The main objective of the course is to allow students to experience first hand how neurobiological questions are asked and answered. In each of the following three course sections, you will first be introduced to the relevant experimental techniques and then conduct a small independent research project.
1) Introduction to electrophysiology and neurogenetics (4 labs). Recordings of the electrical activity of neurons has formed the foundation of our understanding of the neural basis of behavior. You will learn to use the electrophysiology equipment and a simple extracellular recording technique which you will use to explore mutations affecting neurotransmission in the nematode Caenorhabditis elegans. You will design experiment to test the effect of mutants and/or neuroactive drugs on neurotransmission.
2) Intrinsic and network properties of identified neurons (4 labs). In many invertebrate animals, such as the leech, which will be used here, neurons are individually identifiable based on their morphology and physiology. You will learn to perform intracellular recordings from specific neurons in the leech nervous system and how to determine the electrical properties of nerve cells in a quantitative manner using basic biophysical experiments. Finally, in an experiment designed by yourself, you will have the opportunity to study the role of specific ion channels and synaptic input for the electrical activity of individual neurons.

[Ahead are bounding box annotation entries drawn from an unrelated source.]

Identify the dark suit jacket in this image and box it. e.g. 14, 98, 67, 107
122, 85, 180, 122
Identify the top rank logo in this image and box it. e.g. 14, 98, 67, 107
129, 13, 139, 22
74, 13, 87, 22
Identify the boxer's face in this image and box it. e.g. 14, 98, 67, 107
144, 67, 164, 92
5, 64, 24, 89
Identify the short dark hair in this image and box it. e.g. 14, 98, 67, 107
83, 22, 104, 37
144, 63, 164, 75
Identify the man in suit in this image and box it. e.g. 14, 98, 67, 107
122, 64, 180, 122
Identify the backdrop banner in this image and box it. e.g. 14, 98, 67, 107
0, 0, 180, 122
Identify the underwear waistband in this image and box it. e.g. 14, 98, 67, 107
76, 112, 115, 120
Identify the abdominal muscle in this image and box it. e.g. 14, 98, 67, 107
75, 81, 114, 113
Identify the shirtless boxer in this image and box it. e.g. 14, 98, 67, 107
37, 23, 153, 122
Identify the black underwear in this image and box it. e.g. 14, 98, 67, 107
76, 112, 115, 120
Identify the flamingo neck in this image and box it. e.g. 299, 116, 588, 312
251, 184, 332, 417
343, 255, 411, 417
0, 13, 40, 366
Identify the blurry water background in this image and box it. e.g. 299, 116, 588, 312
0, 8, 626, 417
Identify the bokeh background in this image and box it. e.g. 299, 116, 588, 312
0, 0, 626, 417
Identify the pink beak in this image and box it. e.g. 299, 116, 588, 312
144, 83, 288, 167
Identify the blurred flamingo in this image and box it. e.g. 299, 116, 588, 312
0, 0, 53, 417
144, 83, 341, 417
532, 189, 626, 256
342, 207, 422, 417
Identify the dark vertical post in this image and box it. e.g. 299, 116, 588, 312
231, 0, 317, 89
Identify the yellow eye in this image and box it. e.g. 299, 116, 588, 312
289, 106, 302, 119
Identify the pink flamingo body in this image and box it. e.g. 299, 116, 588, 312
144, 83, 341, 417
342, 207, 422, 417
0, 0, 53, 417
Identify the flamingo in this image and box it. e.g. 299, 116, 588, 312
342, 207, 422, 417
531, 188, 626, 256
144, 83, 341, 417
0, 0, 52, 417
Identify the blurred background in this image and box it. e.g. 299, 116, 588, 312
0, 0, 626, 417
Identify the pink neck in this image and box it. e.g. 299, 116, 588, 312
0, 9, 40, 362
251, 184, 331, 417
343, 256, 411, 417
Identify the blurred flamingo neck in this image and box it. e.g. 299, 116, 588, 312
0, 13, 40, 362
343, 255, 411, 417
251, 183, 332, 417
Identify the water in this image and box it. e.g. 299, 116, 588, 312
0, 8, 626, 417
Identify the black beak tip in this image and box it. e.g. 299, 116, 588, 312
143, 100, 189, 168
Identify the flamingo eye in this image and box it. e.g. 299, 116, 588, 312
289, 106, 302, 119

3) Synaptic plasticity (4 labs). Using a mammalian in vitro preparation, you will use extracellular stimulation combined with field recordings to study long-term potentiation (LTP) and/or long-term depression (LTD) at synapses; mechanisms believed to be the cellular basis of learning and memory. With input from the instructor and colleagues, you will then design and conduct experiments to delve more deeply into the mechanistic underpinnings of synaptic plasticity.